A coupling of two probability distributions $μ$ and $ν$ is a pair of random variables $(X, Y)$ defined on a single probability space such that the marginal distribution of $X$ is μ and the marginal distribution of $Y$ is ν.

Later it says

In summary, a coupling can be specified either by a pair of random variables $(X, Y)$ defined on a common probability space or by a distribution $q$ on $\chi \times \chi$.

What I'm confused about is the fact that the author says it can be defined as a "distribution $q$ on $\chi \times \chi$" where $\chi$ is the sample space.

My understanding is that for you to be able to form a coupling of $Y$ and $X$, both $Y$ and $X$ must be defined on the same sample space $\chi$. I understand that the set of values the vector $(X, Y)$ can take on is the Cartesian product of the image of $X$ with the image of $Y$. But it doesn't make sense to me to define a distribution $q$ on $\chi \times \chi$. Rather, it seems that you would define the coupling $q$ on $\chi$, the same probability space that $X$ and $Y$ are defined on. It is just that $q$ might have a larger image than the marginal distributions of the two random variables. (The picture I have in my head is of a joint probability table.)

In conclusion, I'm confused about the fact that the coupling is defined on the "same probability space," but we also for some reason bring up the Cartesian product of the sample space.

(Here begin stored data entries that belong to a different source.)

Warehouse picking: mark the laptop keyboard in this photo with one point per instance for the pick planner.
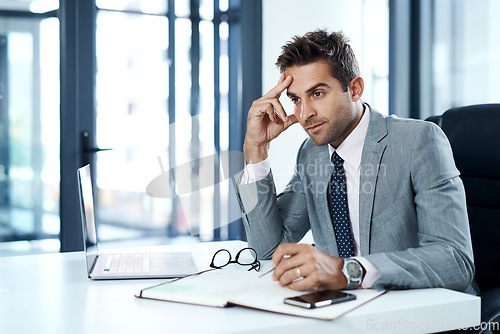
(127, 263)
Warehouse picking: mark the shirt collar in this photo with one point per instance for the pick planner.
(351, 148)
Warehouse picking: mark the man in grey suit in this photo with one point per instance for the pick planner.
(382, 195)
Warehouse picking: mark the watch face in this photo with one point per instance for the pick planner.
(353, 269)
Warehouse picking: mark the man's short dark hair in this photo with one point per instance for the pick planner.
(320, 45)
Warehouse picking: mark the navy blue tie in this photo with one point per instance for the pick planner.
(340, 210)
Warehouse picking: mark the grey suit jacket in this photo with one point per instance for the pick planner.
(412, 212)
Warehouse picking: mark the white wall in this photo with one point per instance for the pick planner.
(282, 19)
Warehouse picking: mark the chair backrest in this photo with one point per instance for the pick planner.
(474, 135)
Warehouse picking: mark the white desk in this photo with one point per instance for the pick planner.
(51, 294)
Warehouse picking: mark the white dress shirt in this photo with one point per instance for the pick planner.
(350, 151)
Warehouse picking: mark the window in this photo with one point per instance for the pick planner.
(162, 105)
(29, 124)
(466, 53)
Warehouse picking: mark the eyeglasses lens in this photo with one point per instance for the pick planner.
(221, 258)
(246, 256)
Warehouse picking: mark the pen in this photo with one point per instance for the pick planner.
(267, 272)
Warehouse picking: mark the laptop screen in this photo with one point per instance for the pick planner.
(87, 215)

Edit: Here are my understandings of some key definitions:

A sample space is a pair $(\chi, \mathcal{B}(\chi))$ where $\chi$ is a set of outcomes of some experiment and $\mathcal{B}(\chi)$ is a $\sigma$-algebra of $\chi$.

A probability space is a triple $(\Omega ,{\mathcal {F}},P)$ where $\Omega$ is a set of outcomes, $\mathcal{F}$, the set of events, is a $\sigma$-algebra of $\Omega$, and $P: \mathcal{F} \rightarrow [0, 1]$ is the probability measure. Thus, $(\Omega, \mathcal{F})$ is itself a sample space.

A probability distribution is a function assigning probabilities to measurable subsets of some set. Thus, $P$ in the definition of a probability space above is an example of a probability distribution.

A random variable is a function on a probability space. I.e., a function $X: \Omega \rightarrow \chi$. In this case $\chi$ is usually $\mathbb{R}$ but doesn't necessarily have to be.

Note: I only know the very, very basics of measure theory.

Best Answer

These definitions are not contradictory at all. Consider the definition:

A coupling of two probability distributions $\mu$ and $\nu$ is a pair of random variables $(X,Y)$ defined on a single probability space such that the marginal distribution of $X$ is $\mu$ and the marginal distribution of $Y$ is $\nu$.

First, let's suppose that $\mu$ and $\nu$ are both measures on some sample space $(\mathcal{X},\mathcal{B}(\mathcal{X}))$. Then this passage gives one definition of a coupling. That is, it is a probability space $(\Omega,\mathcal{F},\mathbb{P})$ and a random vector $Z := (X,Y): \Omega \rightarrow \mathcal{X}\times\mathcal{X}$ such that,

$$\mathbb{P}(X(\omega) \in \cdot) = \mu(\cdot)\text{ and } \mathbb{P}(Y(\omega) \in \cdot) = \nu(\cdot).$$

Thus, we have a single probability space, and a random vector defined on a product sample space. Now let's look at the second passage:

In summary, a coupling can be specified either by a pair of random variables $(X,Y)$ defined on a common probability space or by a distribution $q$ on $\mathcal{X}\times\mathcal{X}$.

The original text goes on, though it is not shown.